Your company diversity and inclusion champions must be crying rainbow colored tears of joy. Some tipping point has occurred as each meeting you attend looks like a well-cast 90’s era Benetton commercial. You see so many different accents, colors, ages, and gender parts represented each day. Well done. You are sure to get the different points of view promised to you by the righteous and awesome goal of a well-executed diversity program.
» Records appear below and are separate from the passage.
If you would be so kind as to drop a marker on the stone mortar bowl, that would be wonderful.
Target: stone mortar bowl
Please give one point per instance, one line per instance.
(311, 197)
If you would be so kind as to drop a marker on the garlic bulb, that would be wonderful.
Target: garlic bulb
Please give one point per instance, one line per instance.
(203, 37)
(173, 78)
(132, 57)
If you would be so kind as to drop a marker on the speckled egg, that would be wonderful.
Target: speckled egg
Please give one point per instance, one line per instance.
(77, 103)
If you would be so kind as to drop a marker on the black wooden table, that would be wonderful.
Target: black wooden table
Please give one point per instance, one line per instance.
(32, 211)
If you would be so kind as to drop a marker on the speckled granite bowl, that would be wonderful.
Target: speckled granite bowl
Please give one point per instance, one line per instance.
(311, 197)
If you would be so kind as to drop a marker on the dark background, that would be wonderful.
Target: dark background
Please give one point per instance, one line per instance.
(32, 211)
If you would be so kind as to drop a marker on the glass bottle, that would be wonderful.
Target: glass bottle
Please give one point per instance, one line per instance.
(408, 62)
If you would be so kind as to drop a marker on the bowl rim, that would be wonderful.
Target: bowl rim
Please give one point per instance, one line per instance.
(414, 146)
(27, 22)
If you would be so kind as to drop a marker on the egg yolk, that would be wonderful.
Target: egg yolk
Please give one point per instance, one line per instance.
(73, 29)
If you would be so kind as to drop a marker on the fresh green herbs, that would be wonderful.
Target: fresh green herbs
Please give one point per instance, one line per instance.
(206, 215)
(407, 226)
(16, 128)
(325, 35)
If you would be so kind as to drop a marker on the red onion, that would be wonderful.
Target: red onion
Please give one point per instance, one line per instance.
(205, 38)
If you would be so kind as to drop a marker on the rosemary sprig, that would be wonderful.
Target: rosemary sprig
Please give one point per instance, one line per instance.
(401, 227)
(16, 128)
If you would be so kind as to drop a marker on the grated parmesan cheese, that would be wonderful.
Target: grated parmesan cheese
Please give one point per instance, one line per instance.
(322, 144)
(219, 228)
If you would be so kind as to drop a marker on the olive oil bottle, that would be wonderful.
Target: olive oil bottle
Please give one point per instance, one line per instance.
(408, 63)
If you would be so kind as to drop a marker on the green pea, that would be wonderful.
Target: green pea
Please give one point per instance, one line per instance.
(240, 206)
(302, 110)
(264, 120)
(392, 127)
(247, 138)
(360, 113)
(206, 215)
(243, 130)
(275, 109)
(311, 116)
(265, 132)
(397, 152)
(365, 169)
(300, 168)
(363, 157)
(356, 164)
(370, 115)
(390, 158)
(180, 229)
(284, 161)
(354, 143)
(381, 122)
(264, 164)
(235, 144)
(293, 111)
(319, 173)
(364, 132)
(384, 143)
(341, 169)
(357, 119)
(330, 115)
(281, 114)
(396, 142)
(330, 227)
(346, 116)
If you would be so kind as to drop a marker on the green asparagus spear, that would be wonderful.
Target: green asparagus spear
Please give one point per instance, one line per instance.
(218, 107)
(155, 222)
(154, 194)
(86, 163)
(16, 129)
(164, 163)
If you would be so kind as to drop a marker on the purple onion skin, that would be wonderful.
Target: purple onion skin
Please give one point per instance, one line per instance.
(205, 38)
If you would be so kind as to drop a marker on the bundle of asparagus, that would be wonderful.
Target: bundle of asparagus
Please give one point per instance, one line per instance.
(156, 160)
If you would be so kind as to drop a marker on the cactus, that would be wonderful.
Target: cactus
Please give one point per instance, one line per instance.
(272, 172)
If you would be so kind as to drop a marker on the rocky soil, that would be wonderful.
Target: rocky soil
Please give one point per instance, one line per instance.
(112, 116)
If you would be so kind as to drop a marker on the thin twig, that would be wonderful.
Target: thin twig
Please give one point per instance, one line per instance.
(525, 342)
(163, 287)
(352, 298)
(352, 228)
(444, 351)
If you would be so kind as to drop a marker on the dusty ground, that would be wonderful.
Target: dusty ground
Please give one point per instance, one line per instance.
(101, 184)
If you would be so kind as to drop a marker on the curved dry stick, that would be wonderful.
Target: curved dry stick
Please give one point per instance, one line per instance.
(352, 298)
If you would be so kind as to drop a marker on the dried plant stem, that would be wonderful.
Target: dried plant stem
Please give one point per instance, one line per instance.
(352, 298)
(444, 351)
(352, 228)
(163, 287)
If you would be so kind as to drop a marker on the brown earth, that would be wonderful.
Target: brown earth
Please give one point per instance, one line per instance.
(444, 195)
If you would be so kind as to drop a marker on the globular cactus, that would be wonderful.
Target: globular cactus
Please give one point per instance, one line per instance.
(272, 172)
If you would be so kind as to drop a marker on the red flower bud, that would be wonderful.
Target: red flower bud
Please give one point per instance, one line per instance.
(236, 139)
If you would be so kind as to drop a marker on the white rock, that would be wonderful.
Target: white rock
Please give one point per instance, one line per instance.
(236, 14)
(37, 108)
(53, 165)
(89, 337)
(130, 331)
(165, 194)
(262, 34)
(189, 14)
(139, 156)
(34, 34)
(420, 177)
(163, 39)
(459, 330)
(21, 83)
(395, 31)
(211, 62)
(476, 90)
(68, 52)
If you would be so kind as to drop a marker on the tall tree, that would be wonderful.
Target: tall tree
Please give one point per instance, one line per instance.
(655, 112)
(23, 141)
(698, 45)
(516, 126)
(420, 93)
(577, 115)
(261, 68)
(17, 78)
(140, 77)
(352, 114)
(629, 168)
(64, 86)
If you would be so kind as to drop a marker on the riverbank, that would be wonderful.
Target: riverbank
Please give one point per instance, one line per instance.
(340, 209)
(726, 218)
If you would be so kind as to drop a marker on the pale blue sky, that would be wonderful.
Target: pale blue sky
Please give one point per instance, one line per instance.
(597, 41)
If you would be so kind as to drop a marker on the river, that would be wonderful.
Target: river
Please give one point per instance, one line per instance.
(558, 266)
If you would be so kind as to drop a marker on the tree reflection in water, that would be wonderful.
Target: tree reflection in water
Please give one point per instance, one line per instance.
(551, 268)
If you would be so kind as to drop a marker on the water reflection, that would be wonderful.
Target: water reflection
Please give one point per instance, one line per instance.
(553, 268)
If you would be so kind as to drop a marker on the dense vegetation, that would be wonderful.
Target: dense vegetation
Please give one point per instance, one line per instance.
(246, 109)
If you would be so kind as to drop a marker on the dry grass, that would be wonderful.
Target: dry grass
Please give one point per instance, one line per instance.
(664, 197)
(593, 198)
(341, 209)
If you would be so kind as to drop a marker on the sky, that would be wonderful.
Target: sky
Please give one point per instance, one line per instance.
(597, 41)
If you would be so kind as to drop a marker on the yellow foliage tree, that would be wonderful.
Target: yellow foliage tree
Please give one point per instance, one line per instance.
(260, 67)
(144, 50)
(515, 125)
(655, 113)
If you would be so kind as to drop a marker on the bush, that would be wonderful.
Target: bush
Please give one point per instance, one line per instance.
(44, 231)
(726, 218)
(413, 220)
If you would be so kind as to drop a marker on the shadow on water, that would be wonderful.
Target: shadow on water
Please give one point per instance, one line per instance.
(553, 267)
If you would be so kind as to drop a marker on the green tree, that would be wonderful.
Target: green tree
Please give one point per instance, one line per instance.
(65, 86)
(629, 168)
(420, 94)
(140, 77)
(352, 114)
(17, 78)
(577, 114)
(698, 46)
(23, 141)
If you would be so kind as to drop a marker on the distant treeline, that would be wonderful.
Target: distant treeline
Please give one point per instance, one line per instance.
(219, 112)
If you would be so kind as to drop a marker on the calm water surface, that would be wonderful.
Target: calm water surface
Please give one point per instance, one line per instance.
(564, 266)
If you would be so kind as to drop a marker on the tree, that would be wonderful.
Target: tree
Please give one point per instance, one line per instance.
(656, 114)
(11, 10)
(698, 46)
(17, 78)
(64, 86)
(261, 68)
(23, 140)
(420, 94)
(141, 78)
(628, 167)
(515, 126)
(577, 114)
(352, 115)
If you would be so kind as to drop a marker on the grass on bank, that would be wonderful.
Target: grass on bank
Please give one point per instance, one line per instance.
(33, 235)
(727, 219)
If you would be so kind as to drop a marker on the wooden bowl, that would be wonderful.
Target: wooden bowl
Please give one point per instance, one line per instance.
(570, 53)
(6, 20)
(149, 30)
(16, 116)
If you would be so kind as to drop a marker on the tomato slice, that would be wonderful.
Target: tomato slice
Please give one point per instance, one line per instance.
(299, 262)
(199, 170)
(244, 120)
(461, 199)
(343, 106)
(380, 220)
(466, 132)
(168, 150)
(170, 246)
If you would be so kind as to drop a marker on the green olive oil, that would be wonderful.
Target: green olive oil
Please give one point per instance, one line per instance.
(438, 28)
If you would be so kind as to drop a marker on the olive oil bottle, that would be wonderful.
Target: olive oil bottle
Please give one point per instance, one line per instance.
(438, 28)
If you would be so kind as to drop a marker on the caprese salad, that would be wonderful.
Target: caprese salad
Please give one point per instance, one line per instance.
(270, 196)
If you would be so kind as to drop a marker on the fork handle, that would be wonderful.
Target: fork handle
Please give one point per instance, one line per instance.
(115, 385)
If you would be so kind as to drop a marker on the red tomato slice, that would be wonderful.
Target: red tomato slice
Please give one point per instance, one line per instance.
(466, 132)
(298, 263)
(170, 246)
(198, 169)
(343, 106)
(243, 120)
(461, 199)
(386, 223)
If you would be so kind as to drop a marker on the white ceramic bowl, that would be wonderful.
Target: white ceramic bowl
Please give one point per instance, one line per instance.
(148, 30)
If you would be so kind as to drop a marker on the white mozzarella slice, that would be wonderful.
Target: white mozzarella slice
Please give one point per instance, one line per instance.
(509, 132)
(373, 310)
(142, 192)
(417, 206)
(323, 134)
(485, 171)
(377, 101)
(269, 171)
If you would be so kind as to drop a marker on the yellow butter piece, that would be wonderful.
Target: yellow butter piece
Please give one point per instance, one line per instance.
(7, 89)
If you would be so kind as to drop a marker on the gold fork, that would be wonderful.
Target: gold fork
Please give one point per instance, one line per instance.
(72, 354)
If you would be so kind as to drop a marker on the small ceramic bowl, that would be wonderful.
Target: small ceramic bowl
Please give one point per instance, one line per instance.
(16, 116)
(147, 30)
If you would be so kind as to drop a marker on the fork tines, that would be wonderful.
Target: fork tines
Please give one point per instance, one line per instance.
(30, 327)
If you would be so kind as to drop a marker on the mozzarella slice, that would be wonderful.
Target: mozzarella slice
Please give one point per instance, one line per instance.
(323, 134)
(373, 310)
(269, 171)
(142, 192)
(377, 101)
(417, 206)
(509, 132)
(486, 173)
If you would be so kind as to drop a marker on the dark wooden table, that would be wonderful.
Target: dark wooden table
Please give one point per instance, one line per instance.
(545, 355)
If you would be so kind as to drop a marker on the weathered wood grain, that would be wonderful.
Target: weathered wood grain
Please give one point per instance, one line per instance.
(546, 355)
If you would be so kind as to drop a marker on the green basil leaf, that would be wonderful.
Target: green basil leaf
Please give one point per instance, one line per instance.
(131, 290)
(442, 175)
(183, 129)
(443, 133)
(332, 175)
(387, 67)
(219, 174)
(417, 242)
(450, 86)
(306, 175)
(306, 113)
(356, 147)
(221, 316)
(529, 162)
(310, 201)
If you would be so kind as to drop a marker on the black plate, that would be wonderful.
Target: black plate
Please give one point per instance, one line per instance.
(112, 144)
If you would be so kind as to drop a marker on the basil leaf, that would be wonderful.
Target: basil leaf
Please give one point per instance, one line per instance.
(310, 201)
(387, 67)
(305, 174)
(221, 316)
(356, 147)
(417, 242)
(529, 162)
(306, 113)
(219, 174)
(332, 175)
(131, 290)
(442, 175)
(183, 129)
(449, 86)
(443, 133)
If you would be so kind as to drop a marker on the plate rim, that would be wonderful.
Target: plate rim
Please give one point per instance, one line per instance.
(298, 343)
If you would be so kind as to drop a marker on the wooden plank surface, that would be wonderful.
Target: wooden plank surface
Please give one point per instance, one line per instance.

Looking across the conference room at all your, coincidentally beautiful, and ethnically ambiguous colleagues, you think about your own diversity journey. At first complete resistance and cynicism. You remember saying sharply to your team “let’s just focus on hiring the best person.” Strange how the “best” hires always seemed to look like you? Conversation and corporate camaraderie was so easy then as you just hired clones of yourself. No awkward silence as you all had the same shared memories to key off of. It was so easy to build products with and for your buddies. This ensured the clone army remained strong as “team fit” became the code word for “not like us” on the interview loop.
Then you started to collect your own life experiences; kids, a health scare, looking after older parents. Your market started to change too. Skilled college grads were ignoring your hiring pursuits as they could see from a kilometer away your merry band of clones had no clue about the future. You had a team that had zero insight into the growing international medley of consumers ready to become 1st world consumers.
Through a combination of business necessity and ageing into some limited wisdom you realized the value of dropping the clone army hiring strategy. Yes, this lead to some uncomfortable, individual scenarios where ethnicity, gender, and visible tattoos, became part of the undocumented hiring conversation. A necessary jump-start for cultural progress.
Finally you have your dream team in place. Looking around you have a mix of looks, backgrounds, and experiences; check, check, and check! When you get to discussion and problem solving where is the diversity of thought? You look high and low but your cadre are giving you the same tired ideas that your clones used to give you. Over months you probe into why the magic is not happening. As you listen to the banter you hear from each person the same humble bragging script of home renovation, vacations, and tales of high achieving kids or pets.
All that rich cultural history and diversity of experience you hoped to tap into has been undone by the corporate benefits package. Once you get into the corporate machine and the trappings of upper middle class life we become more cohort than individual. The corporate drone life trumps culture every time.